Kamenetzky is co-teaching a class with geology professor Tiffany Rivera created around the eclipse. Students in Eclipse in Yellowstone Country will travel to Idaho to view the eclipse and collect data while learning about astronomy and geology. The students and Kamenetzky are also participating in the Citizen CATE (Continental-America Telescopic Eclipse) Experiment, performed by volunteers across the United States to document the solar corona during the eclipse. Check out news coverage of their efforts here.
“We’re taking a movie of the solar corona,” Kamenetzky said. “That’s kind of the outer layer, the atmosphere of the sun. Normally we can’t see that because photosphere of the sun, the surface of the sun, is so bright.”
When a solar eclipse occurs, the moon fully blocks the sun’s light, allowing for observation of the solar corona.
“It’s kind of like when somebody throws a ball up in the air to you and you put your hand in front of the sun to see it,” Kamenetzky said.
CATE will use 68 identical telescopes across the United States to record the sun’s corona, made possible because the August 21 eclipse is the first in nearly a century to cross over the entire country from coast to coast.

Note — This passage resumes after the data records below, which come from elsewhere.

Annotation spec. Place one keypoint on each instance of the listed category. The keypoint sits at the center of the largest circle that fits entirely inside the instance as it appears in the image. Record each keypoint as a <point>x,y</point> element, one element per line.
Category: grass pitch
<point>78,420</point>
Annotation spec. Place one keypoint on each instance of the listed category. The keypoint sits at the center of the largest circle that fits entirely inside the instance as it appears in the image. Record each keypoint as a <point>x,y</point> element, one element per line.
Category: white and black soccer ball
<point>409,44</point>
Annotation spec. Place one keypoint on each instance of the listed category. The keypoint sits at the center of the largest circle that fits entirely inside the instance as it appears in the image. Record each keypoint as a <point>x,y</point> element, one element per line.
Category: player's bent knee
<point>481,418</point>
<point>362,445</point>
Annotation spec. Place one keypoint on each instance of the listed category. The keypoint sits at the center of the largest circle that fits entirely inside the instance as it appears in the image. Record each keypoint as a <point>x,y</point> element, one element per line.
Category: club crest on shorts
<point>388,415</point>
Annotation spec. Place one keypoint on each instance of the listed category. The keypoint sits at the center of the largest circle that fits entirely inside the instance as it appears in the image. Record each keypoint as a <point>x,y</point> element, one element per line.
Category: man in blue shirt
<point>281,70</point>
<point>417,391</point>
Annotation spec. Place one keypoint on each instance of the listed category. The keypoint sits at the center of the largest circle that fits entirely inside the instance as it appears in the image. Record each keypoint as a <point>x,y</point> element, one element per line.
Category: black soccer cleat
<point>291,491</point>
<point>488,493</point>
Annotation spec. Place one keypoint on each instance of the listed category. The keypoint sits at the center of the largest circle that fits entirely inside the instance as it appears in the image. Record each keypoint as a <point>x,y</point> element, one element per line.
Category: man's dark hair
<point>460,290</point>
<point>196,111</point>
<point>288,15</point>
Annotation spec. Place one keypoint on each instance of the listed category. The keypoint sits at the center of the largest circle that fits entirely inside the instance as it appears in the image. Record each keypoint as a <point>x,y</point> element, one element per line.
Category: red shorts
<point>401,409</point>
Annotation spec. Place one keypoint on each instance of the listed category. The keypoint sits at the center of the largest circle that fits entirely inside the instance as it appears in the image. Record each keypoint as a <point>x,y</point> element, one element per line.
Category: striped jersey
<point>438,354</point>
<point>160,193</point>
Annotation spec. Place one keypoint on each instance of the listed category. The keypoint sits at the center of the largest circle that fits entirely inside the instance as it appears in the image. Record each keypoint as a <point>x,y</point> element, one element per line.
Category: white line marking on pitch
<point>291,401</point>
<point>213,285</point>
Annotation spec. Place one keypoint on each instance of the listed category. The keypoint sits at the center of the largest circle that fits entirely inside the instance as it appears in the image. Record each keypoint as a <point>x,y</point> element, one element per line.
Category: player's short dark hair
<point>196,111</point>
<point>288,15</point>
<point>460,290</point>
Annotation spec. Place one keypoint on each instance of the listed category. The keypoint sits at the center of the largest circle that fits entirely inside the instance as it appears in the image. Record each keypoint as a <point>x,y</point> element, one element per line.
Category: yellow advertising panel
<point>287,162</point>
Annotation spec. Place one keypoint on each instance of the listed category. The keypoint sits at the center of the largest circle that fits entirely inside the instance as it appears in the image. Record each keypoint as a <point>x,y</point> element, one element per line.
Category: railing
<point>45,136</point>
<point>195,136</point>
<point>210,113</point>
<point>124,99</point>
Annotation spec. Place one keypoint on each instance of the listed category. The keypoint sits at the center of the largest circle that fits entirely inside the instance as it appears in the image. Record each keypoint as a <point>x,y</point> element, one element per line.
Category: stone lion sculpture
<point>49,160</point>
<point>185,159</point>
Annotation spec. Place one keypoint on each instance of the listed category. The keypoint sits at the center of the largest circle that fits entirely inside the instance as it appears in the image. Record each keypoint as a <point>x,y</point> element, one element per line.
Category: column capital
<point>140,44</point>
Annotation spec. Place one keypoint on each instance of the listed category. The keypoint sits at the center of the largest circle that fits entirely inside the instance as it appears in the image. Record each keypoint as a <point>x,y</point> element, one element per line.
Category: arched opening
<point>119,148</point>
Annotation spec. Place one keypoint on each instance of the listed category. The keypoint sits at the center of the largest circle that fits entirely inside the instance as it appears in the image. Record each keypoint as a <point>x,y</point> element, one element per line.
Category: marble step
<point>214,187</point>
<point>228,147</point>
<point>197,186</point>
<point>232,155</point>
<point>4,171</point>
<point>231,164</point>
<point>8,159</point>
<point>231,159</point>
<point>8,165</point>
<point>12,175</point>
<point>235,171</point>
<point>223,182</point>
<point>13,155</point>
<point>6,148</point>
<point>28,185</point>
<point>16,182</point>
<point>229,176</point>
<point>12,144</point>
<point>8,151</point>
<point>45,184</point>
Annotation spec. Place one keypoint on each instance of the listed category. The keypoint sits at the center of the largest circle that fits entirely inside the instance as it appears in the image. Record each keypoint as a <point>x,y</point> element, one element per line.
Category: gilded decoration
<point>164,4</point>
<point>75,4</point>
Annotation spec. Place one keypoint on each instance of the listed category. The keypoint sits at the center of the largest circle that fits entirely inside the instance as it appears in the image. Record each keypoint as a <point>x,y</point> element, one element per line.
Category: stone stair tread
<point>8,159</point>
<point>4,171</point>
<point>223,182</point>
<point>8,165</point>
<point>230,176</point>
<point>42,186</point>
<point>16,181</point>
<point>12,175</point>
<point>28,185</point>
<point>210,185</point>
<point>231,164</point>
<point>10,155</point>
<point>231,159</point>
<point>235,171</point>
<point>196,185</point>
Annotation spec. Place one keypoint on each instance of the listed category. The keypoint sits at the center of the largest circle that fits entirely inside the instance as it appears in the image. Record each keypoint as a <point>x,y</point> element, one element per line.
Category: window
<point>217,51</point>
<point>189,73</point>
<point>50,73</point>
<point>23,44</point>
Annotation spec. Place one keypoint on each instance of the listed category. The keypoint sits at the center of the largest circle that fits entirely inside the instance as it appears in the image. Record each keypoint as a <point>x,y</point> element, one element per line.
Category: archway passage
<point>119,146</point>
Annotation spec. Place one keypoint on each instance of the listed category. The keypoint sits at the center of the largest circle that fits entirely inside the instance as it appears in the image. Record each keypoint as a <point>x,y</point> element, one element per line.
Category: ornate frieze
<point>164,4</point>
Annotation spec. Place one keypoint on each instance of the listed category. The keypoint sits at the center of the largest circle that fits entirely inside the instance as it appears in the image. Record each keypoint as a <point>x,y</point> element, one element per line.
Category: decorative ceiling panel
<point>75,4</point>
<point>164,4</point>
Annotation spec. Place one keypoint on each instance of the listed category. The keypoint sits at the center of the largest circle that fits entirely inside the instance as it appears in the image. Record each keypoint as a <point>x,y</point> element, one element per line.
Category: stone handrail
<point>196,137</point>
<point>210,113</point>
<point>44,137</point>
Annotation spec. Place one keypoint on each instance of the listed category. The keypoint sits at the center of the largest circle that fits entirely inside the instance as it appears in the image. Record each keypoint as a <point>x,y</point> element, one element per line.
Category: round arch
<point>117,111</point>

“There’s a total time of 90 minutes across the country, but any one telescope will only have about two minutes of totality where we can actually observe the corona,” Kamenetzky said. “So what we’re going to do is put together those two-minute movies to make a 90-minute movie.”
In order to safely observe the eclipse, enthusiasts will need to use a pair of special eclipse glasses designed to allow the wearer to look at the sun. Any other method of watching the eclipse poses a safety risk for the observer.
Plenty of proper eclipse-viewing glasses will be available to first-year students during orientation and many spares will be available to those on campus wanting to safely watch the historic event. For those leaving Salt Lake City and making the trip to totality, Kamenetzky advised an early start.
“Be prepared for a lot of traffic,” Kamenetzky said. “It’s going to be huge.”